Tuesday, July 27, 2010

12 Hours and a Beatle!

My husband and I both were in a state of absolute frustration when we looked at our $200 Verizon wireless bill, and then looked down at the crappy out dated phones in our hands. He has been carrying a red crazor with no working screen, and I could only talk on speaker phone with my LG smartphone. ( Courtesy of a late night with co workers where someone spilled jagermeister on the ear piece....okay that may have been me.)

I laughed as my husband would use his phone to call people using the memory game.

" If I press this button it goes to my contacts...Arrow down once and I am in the search bar, then I can type the persons name and then hit send, and 90 % of the time I have dialed the right number."

The look on his face was one of pride, then quickly turned to a smirk of realization that this is ridiculous.

This is ridiculous! How do we pay $200 a month and have these things as our contact to the world!

Hubby says that he saw an add on TV for the motorola droid as a buy one get one free. I was very excited because when I had my palm phone, he called it stupid on a regular basis because he didn't know how to work it. Finally! He was ready to move on with technology.

"You like the droid phones?!"

"Yeah! They're really cool. My brother had one."

"Well okay! Lets see what we can do."

After several attempts on the phone and placing an order on the internet I finagled the buy one get one for $50. They would be there the next day.

Phones arrive and I immediately get to work on setting mine up. By the time hubby comes home I have my email, facebook, and entire contact list programmed. Watching him unbox his phone with excitement quickly turned to disgust and hatred..I kept laughing as he would yell that he hated the phone and that it is absolutely assanign that they would make buttons that small! And that the phone technology world is prejudice to left handed people. The more and more he went on the funnier it became to me and more mad he got.

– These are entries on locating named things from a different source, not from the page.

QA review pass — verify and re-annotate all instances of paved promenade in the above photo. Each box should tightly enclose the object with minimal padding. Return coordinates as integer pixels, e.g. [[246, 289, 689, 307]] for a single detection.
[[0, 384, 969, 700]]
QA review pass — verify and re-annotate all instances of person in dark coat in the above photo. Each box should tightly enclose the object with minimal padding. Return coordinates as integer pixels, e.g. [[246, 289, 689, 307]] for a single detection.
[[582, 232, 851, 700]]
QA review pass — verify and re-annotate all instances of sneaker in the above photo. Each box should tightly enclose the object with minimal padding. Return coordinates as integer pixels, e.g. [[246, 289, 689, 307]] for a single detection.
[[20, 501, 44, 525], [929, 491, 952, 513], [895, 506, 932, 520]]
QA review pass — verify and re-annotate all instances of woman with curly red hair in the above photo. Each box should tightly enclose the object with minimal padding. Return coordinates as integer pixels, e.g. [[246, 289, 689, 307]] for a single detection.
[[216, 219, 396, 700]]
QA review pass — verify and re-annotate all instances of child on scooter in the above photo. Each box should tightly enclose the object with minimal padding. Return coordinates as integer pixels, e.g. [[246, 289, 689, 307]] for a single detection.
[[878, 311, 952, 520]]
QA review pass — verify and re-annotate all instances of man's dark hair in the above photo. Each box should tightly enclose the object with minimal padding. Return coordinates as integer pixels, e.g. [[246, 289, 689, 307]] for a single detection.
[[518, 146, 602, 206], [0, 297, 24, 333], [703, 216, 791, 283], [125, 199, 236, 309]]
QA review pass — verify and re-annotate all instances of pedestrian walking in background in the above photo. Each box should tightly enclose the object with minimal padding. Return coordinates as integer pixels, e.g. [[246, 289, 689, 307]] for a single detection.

We had a day trip planned to see Paul McCartney play in Nashville. He had arranged for us to borrow a car from his Dad and get me off work. It was all suppose to be a big surprise. We were all set to go, got sandwichs in the car, sodas, flasks for the show, and money in our pockets. I'm standing in the doorway with a hand full of stuff and ready to go when he says to wait a minute he needs to print out the map.

Determined to sell him on our new phones I tell him that he doesn't need to print out a map that the phones have internet, google maps and GPS. He agrees and we are off to Nashville!

Tunes are going, traffic is flowing. We figured if we made good enough time we would be able to go to the Country Music Hall of Fame before the show. We get about and hour and fifteen minutes outside of St. Louis and he turns to me and says...

"Did you get the tickets?"

Silence, followed by panic, and soon loud laughter! Neither of us had grabbed the tickets from the refrigerator. So several miles later when allowed to exit the highway, we turned around and headed back to St. Louis.

We arrive home and get the tickets, grab some CD's, over feed the cats, and return to the road. The drive was great! We had good talks and were buzzing with excitement when we arrive outside the city. Hubby asks me,

"Okay, can you please get directions on the phone?"

I begin to try and use the maps function on the browser which just kept showing me where we were. I then just used the internet to get directions from the arenas web site, which proved to be useless when we missed the turn onto the correct highway. He was very irritated at me at this point. He just kept saying got to mapquest! But the phone wasn't allowing me to go to the task bar. Finally, we pull over and he manages to out navigate me and gets mapquest directions on his phone. Ive never been prouder.

We arrive at the arena, find a place to park. Changed our clothes and walked around the shops on broadway to avoid the giant line that had formed outside the venue. By the time the doors were scheduled to open, there were tornado sirens going off and the sky was green and wet. Long security checks were deduced to nothing more than making sure you had your ticket. Ive never seen so many people pushed through doors in such a small amount of time.

The concert was absolutely amazing! Words cannot express the feeling! And thanks to the new phones, we can relive some of the moments through video. Long live technology!